Neighborhood activists and city officials alike are hoping the growing number of apartments in the city will eventually benefit Lawrence neighborhoods.
A dramatic increase in the number of apartments in Lawrence has the potential to change the character of the city's older neighborhoods.
The homes there, long rented by both students and families, are suddenly less attractive.
Such houses now face the potential of going one of two ways, said Linda Finger, city planning director.
Some of the buildings can look forward to being fixed up to be rented or sold.
Others might be allowed to deteriorate and eventually to be bulldozed.
"Demolition by neglect," Finger called it.
Residents of the neighborhoods that have a number of rental homes hope it will be the former.
"I think it would be wonderful if that's what happens," said K.T. Walsh, a member of the East Lawrence Improvement Assn.
The new apartments, 1,200 of them since 1996, have already had an impact on the city's rental property.
Bob Ebey, vice president of Landlords of Lawrence, Inc., estimated that between 10 percent and 15 percent of the city's rental properties are vacant.
That's well above the usual average of 5 percent or 6 percent, he said.
"I do know some landlords that have rentals that are empty that haven't had that before," Ebey said.
It has caused some landlords to take the unprecedented step of lowering their rents, he said.
Others are selling off some of the properties, particularly the owners of small houses, which don't offer the same profit opportunities as the larger ones, Ebey said.
But Ebey does not anticipate long-term changes in the Lawrence real estate market.
"Within a matter of three or four years, unless there is massive construction again, the rental market is going to be back where it was," Ebey said. "Basically, what it's doing is forcing the people with the older rentals to remodel them."
And that may add fuel to a fire of initiative that has been burning in this city, pushing paint sales, creating lines at local hardware stores and boosting business for local contractors.
Scott Dold has seen it in his Oread neighborhood, where even the rental homes are getting attention.
"You are seeing the landlords being more responsible," he said. "They simply can't rent these things unless they are being taken care of."
Russ and Carol Beeson have seen it in their Pickney neighborhood as well, including the work they've done on their own house.
"If you had a picture of what this house looked like before, you would hardly recognize it," Russ Beeson said.
And Walsh has seen it in her East Lawrence neighborhood.
"There's just been a whole lot of people moving in and fixing up," Walsh said. "To me, it's sort of self-evident.

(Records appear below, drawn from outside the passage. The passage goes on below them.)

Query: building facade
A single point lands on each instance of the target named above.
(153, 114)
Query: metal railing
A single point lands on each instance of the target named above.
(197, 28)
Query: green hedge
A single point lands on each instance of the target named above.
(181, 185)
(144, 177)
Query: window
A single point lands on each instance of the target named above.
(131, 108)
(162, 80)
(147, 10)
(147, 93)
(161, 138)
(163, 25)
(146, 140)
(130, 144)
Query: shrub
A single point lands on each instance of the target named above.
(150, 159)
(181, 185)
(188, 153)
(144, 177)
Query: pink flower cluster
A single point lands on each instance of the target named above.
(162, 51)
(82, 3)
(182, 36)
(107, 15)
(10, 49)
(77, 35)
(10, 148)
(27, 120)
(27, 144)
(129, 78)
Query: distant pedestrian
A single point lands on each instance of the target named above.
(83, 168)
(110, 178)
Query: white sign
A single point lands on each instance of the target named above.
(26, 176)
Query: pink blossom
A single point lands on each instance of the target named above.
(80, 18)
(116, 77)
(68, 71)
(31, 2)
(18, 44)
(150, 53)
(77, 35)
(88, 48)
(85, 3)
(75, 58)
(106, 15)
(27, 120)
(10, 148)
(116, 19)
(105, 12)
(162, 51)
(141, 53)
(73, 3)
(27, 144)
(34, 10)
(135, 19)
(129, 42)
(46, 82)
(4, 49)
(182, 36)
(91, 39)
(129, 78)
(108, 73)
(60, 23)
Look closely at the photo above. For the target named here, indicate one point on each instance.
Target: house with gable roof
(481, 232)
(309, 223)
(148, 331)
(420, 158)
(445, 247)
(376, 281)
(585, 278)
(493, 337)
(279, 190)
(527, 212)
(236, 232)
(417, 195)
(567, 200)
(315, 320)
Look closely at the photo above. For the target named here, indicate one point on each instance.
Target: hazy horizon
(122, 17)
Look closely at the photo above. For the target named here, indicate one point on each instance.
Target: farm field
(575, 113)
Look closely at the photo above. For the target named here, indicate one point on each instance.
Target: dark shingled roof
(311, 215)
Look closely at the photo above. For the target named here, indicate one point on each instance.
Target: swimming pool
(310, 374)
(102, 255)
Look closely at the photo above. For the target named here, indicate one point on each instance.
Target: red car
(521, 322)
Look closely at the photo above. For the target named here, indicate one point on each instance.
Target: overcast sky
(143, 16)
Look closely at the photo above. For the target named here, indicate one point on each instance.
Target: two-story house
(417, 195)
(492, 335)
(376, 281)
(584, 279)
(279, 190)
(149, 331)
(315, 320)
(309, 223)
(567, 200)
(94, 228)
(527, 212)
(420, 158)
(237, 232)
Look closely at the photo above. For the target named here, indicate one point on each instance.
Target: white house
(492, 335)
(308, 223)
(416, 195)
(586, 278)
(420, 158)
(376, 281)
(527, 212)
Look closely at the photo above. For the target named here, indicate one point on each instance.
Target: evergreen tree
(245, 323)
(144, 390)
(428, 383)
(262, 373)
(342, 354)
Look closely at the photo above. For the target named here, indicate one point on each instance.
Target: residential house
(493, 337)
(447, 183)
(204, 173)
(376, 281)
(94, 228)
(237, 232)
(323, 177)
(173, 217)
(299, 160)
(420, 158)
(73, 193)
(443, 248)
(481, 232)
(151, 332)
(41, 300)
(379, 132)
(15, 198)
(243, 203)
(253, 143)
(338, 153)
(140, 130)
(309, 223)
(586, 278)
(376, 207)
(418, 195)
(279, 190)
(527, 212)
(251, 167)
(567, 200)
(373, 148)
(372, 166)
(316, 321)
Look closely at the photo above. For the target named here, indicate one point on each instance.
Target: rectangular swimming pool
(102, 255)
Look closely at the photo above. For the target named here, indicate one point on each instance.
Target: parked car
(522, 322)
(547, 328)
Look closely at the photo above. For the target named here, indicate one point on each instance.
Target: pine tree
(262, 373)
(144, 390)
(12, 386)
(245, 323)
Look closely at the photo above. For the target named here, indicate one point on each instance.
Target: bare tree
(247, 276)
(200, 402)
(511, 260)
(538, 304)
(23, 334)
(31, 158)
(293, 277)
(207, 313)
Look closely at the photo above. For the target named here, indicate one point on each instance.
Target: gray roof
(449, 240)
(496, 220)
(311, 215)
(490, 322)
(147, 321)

There's a lot more yards with toys in them. People are painting. ... People are rebuilding front porches."
The trend builds on itself.
"You get one person on the block showing a lot of care for a building, and it has kind of a ripple effect," Walsh said. "I guess it's just kind of an adult form of peer pressure."
The momentum prompted a strengthening of the city inspection codes earlier this year.

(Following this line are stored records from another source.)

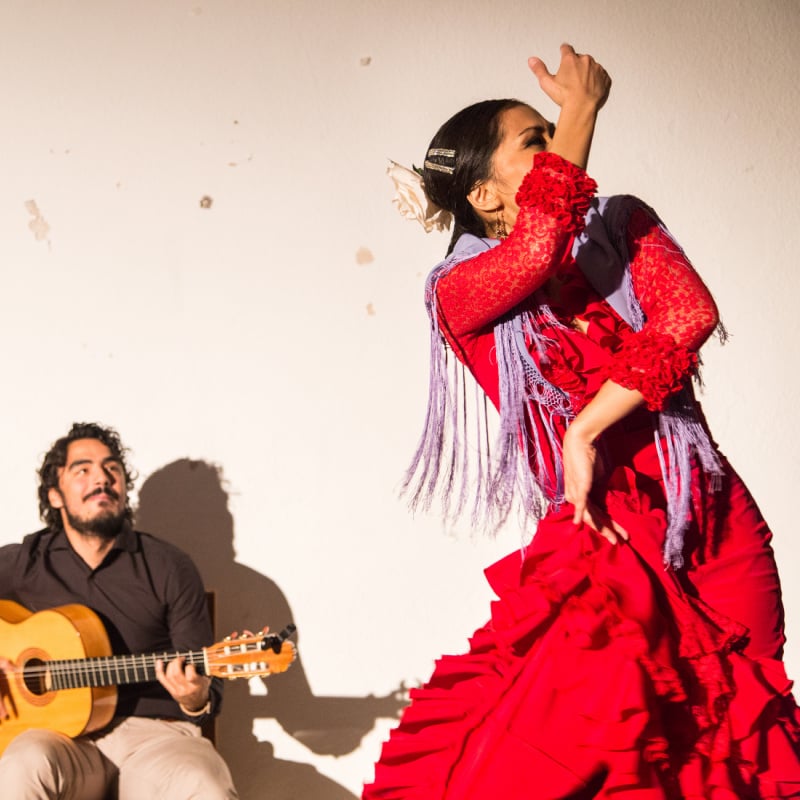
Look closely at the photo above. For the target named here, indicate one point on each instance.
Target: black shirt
(147, 592)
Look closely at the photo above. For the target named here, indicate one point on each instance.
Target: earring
(500, 231)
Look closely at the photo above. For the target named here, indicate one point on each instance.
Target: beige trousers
(137, 759)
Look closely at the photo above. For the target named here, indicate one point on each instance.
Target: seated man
(150, 598)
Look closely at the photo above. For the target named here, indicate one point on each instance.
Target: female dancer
(635, 646)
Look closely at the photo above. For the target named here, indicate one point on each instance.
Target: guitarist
(151, 599)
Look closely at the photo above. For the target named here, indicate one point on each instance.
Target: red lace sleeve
(553, 199)
(679, 311)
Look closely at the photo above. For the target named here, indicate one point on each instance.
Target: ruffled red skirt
(599, 675)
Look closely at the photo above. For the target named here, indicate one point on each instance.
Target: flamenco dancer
(634, 650)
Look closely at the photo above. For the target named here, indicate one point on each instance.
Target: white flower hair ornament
(412, 202)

"This particular city commission is very serious about not messing around anymore with unsafe or unhealthy conditions," Walsh said.
Armed with the new rules, the city may be able to avoid a repeat of the late 1970s, when many older homes, particularly those close to campus, were knocked down to be replaced by small apartment buildings, Finger said.

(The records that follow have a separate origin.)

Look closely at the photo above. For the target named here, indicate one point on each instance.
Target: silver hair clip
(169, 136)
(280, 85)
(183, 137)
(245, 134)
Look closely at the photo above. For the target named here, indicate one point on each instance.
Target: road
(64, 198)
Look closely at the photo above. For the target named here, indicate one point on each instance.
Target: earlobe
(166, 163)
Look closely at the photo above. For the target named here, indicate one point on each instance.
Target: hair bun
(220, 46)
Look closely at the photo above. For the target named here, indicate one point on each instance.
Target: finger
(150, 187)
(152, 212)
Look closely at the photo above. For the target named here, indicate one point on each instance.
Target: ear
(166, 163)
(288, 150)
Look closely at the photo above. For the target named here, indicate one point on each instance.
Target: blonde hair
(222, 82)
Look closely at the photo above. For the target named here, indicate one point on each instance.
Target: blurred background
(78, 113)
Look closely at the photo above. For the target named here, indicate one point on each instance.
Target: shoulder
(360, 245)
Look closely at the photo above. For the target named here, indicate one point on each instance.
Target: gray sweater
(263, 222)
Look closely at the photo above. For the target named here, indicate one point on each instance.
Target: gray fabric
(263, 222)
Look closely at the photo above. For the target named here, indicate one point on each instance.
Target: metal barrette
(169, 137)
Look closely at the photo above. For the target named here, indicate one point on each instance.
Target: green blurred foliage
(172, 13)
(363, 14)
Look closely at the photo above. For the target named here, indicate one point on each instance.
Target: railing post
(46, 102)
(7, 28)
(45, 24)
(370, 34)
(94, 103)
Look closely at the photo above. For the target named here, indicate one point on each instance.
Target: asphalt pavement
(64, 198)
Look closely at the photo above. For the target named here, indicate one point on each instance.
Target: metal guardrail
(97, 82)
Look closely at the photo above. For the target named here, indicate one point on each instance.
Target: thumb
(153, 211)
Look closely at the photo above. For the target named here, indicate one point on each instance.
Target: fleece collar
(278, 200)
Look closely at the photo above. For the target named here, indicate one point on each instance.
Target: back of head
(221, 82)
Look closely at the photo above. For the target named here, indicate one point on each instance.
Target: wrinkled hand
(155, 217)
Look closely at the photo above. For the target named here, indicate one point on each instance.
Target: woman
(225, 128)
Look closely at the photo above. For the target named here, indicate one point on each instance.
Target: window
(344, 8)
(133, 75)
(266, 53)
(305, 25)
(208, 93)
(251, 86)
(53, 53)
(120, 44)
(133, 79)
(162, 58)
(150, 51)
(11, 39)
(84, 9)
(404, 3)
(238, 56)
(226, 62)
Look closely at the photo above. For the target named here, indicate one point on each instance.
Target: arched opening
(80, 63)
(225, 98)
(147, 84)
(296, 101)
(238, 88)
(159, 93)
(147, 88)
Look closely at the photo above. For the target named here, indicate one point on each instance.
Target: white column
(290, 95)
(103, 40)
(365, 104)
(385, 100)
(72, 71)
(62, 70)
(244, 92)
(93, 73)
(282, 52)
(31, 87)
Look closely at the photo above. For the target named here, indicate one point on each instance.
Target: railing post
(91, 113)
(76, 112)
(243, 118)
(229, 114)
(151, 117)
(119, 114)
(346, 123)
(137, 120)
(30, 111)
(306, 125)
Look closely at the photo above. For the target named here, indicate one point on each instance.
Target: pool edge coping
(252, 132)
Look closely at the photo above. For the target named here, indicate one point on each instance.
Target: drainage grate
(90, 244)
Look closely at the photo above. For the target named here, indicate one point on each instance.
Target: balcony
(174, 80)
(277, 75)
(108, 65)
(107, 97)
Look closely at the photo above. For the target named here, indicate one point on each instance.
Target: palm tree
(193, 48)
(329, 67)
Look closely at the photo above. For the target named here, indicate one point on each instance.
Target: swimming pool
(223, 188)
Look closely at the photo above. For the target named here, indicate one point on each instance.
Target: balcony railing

Some homes are now being sold to people who plan to live in them. That was the case with Dold and the Beesons, who bought homes that had been rentals and have since invested in them.
Lynn Goodell, director of the city's housing and neighborhood development program, said others have been doing the same.
"I absolutely think it's good for neighborhoods," Goodell said. "You get a little bit more invested in your home and neighborhood."
But owners who are willing to take on such a challenge are not common.
"It really takes a dedicated homeowner," said Michael Morley, a builder who did much of the work on Dold's house.
Other rental properties are simply trading out landlords.
"What makes a difference between a good rental situation and a bad rental situation is the responsibility the landlord takes for the property," said Carrie Lindsey, who is active in her East Lawrence neighborhood. "We have some great landlords in Lawrence, and we have some bad landlords in Lawrence."
It is that bad landlord who worries Alan Bowes, director of Tenants to Homeowners.
"A lot of the landlords are selling off their worst rentals," Bowes said. "New potential slumlords are buying them."
Without a lot of work, the properties get to a point where they become too expensive to repair, Bowes said.
"There is very little you can do with a (property) like that," he said. "Usually they end up being depreciated out. It gets to the point where they can't be sold again."
That's when the bulldozers are brought in to give the property value again.
"Lots are at a real premium now," Bowes said. "A lot anywhere in town is a hot item."
What might be built on those lots concerns Lindsey. Such infill development comes with risks, she said.
"If you drive through Oread you'll see appropriate infill development and inappropriate infill development," Lindsey said.
Lindsey said inappropriate development hurts a neighborhood and, by extension, the people who live in it.
Appropriate development, on the other hand, can help protect the character of a neighborhood, she said.
"We want to try to maintain our historic perspective but still have development," she said.